Nick Prolix’s Slang Pictorial is one of those comics that we can file under “really should have had more coverage on Broken Frontier by now”. A year or two back we ran a series of Prolix’s Bullpen Boot-Camp features, a text and illustration strip that provided “lessons from classic comic creators for making it as an indie!”. You can read them all in one place at that link and we recommend that you do!
Slang Pictorial acts as an umbrella title for Prolix’s work with the main feature of the comic being The Sheep and the Wolves, his webcomic in print form. Appropriating the title from an obscure British crime novel, The Sheep and the Wolves is set in a distinctly unglamorous 1960s London (the fictional Bouveray Town) with a sprawling cast, but focusing on the sometimes fourth wall-breaking central character Jimmy Angel, a small-time debt collector.involved in petty crimes and dodgy dealings. The wider role call is made up of colourful characters including Jimmy’s extended family, girlfriend Linda, her sleazy boss Mr. Bunting, Linda’s suspicious father Wilf and a cast of ne’er-do-wells, working class stalwarts and everyday folk trying to keep their heads above the water in difficult times.
Prolix uses the format to tell his continuing soap-style tale but also to contrast it with spotlight shorts on supporting cast members or time-jumping tales of the characters in their younger years. While earlier instalments in Slang Pictorial #1 are comparatively raw and show the marks of an artist finding his voice, the evolution of Prolix’s visual style is rapid.
By the third issue that progression is pronounced; giving us fluid, engaging cartooning with one foot in expressive caricature and one in urban realism, allowing the reader to engage and relate with his characters on multiple layers. You only have to look at his cityscapes in latter issues and the way in which the reader can get lost in the detail of a single panel to see that. Lettering is also inventively used with symbols often employed for effect instead of text or speech balloons being obscured to note background noise or characters talking over each other.
Thematically there’s a lot going on in the various The Sheep and the Wolves narratives. Light interlude strips pepper the longer-form dramas which have a large number of characters and plotlines interweaving through each other dealing with everything from the comic relief of inept criminal enterprise to serious threads concentrating on 1960s bigotry and workplace harassment.

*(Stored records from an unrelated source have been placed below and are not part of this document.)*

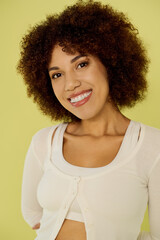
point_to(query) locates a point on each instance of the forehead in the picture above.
(59, 56)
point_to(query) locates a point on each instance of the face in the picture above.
(79, 83)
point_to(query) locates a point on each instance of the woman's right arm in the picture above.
(32, 173)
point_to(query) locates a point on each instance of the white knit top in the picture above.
(111, 200)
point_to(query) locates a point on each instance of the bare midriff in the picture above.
(72, 230)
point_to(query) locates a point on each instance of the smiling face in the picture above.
(84, 75)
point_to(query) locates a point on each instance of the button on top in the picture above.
(77, 179)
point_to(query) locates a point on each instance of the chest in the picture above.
(85, 152)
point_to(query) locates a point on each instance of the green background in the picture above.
(20, 117)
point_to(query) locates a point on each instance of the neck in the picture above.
(110, 122)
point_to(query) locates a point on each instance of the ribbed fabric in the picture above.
(112, 199)
(129, 142)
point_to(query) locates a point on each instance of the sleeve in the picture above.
(32, 173)
(153, 204)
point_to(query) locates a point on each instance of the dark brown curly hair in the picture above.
(85, 27)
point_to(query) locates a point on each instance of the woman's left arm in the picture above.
(153, 204)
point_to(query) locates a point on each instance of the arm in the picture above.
(153, 204)
(31, 210)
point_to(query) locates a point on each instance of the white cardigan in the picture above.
(112, 200)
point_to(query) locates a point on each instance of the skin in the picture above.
(102, 124)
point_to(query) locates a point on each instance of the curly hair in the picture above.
(85, 27)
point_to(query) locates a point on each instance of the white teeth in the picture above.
(80, 97)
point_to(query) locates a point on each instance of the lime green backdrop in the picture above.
(20, 118)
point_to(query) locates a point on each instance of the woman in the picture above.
(91, 176)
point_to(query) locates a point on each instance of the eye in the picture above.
(56, 75)
(82, 64)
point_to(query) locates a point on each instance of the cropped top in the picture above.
(111, 200)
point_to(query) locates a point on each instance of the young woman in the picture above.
(91, 176)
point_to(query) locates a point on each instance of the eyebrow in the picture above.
(72, 61)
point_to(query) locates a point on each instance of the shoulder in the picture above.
(152, 131)
(42, 136)
(151, 136)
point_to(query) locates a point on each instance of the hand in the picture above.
(37, 226)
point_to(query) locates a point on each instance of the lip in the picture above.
(79, 93)
(81, 102)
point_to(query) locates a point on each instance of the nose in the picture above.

If there’s one more obvious criticism to be made it’s that as time goes on Prolix perhaps tries to incorporate too many strands of storytelling into each issue, giving us too little progression in some ongoing features and meaning the most recent issue has something of a scattershot feel. But over-ambition in self-publishing is certainly preferable to the alternative and underlines that Prolix is proving to be a one-man ideas factory. Check this out in conjunction with some of his sketchbook offerings to experience the cartooning energy of a creator whose profile has been deservedly rising ever upwards over the last couple of years.